Mitāhāra: Moderate Diet
The tenth yama is mitāhāra, moderate appetite. Similarly, mitavyayin is little or moderate spending, being economical or frugal, and mitasāyan is sleeping little. Gorging oneself has always been a form of decadence in every culture and is considered unacceptable behavior. It is the behavior of people who gain wealth and luxuries from the miseries of others. Decadence, which is a dance of decay, has been the downfall of many governments, empires, kingdoms and principalities. Marie Antoinette, Queen of France, made the famous decadent statement just before the French Revolution: “If the people have no bread, let them eat cake.” Nearly everyone who heard that imperious insult, including its authoress, completely lost their heads. Decadence is a form of decay that the masses have railed against century upon century, millennium after millennium.

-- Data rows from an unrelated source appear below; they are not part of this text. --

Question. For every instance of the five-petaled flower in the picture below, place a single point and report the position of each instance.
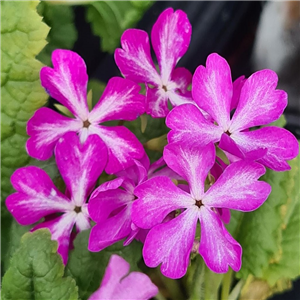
(111, 203)
(171, 35)
(67, 83)
(256, 103)
(170, 243)
(37, 197)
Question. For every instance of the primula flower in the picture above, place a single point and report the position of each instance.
(110, 204)
(170, 243)
(257, 103)
(67, 83)
(37, 197)
(170, 35)
(118, 283)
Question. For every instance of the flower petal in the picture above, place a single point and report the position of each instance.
(80, 165)
(134, 59)
(237, 87)
(171, 243)
(157, 197)
(117, 284)
(217, 247)
(281, 145)
(182, 78)
(123, 147)
(36, 196)
(120, 101)
(114, 229)
(189, 126)
(238, 187)
(192, 163)
(212, 89)
(60, 228)
(45, 128)
(259, 102)
(170, 36)
(157, 102)
(67, 81)
(103, 203)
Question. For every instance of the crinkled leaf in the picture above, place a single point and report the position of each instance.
(36, 271)
(269, 236)
(22, 36)
(285, 263)
(110, 18)
(63, 33)
(201, 282)
(88, 267)
(260, 290)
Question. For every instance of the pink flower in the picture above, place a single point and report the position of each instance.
(67, 83)
(118, 283)
(170, 243)
(170, 37)
(110, 205)
(37, 197)
(257, 103)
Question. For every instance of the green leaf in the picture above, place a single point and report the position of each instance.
(88, 267)
(36, 271)
(285, 263)
(262, 232)
(63, 32)
(15, 231)
(22, 36)
(109, 19)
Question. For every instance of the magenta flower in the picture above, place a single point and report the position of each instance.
(170, 37)
(118, 283)
(37, 197)
(170, 243)
(67, 83)
(110, 205)
(257, 103)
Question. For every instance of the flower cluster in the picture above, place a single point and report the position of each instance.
(158, 204)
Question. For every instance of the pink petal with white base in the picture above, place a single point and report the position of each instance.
(114, 229)
(171, 243)
(217, 247)
(123, 147)
(259, 102)
(60, 228)
(36, 196)
(177, 98)
(212, 89)
(45, 128)
(182, 78)
(80, 165)
(134, 59)
(281, 145)
(193, 164)
(67, 81)
(189, 126)
(238, 187)
(232, 150)
(117, 284)
(157, 197)
(237, 87)
(120, 101)
(170, 36)
(102, 204)
(157, 102)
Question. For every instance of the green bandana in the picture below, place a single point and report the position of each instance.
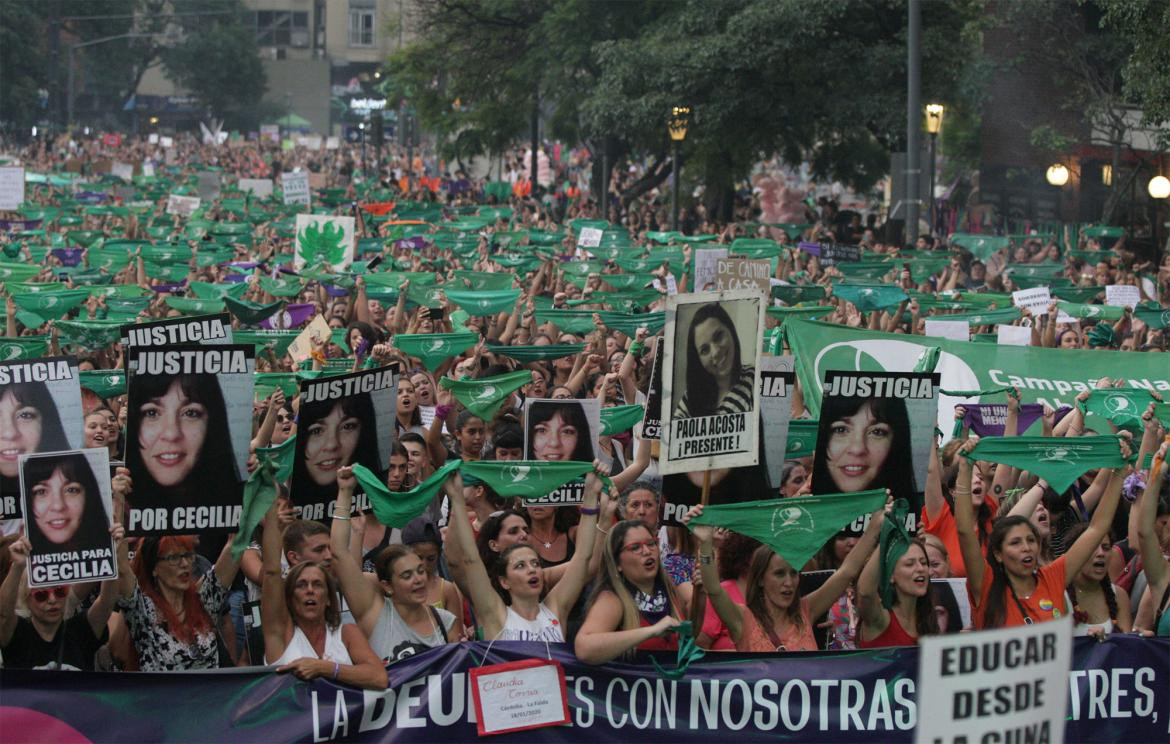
(802, 440)
(484, 301)
(104, 384)
(871, 296)
(617, 419)
(434, 349)
(89, 335)
(527, 479)
(892, 545)
(630, 323)
(397, 509)
(250, 312)
(536, 353)
(795, 528)
(1122, 406)
(187, 305)
(1058, 460)
(484, 397)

All this and more shows us that mitāhāra is a restraint that we must all obey and which is one of the most difficult. The body knows no wisdom as to shoulds and should-nots. It would eat and drink itself to death if it had its way, given its own instinctive intelligence. It is the mind that controls the body and emotions and must effect this restraint for its own preservation, health and wellness of being, to avoid the emptiness of “sick-being.”
According to āyurveda, not eating too much is the greatest thing you can do for health if you want a long life, ease in meditation and a balanced, happy mind. That is why, for thousands of years, yogīs, sādhus and meditators have eaten moderately. There is almost nothing, apart from smoking and drugs, that hurts the body more than excessive eating, and excessive eating has to be defined in both the amount of food and the quality of food. If you are regularly eating rich, processed, dead foods, then you are not following mitāhāra, and you will have rich, finely processed, dead, dredged-up-from-the-past karmic experiences that will ruin your marriage, wreak havoc on your children and send you early to the funeral pyre.
For the twenty-first century, mitāhāra has still another meaning. Our ṛishis may have anticipated that the economy of mitāhāra makes it a global discipline—eating frugally, not squandering your wealth to overindulge yourself, not using the wealth of a nation to pamper the nation’s most prosperous, not using the resources of the Earth to satiate excessive appetites. If all are following mitāhāra, we will be able to better feed everyone on the planet; fewer will be hungry. We won’t have such extreme inequalities of excessive diet and inadequate diet, the incongruity of gluttony and malnutrition. We will have global moderation. The Hindu view is that we are part of ecology, an intricate part of the planet. Our physical body is a species here with rights equal to a flea, cockroach, bird, snake, a fish, a small animal or an elephant.
NANADINATHA SŪTRA 25: WARNINGS AGAINST ANGER
Worshipers of Śiva who are victim to anger or hatred refrain from meditation, japa and kuṇḍalinī yoga. They confess sins, do penance and engage in bhakti and karma yoga to raise consciousness. Aum Namaḥ Śivāya.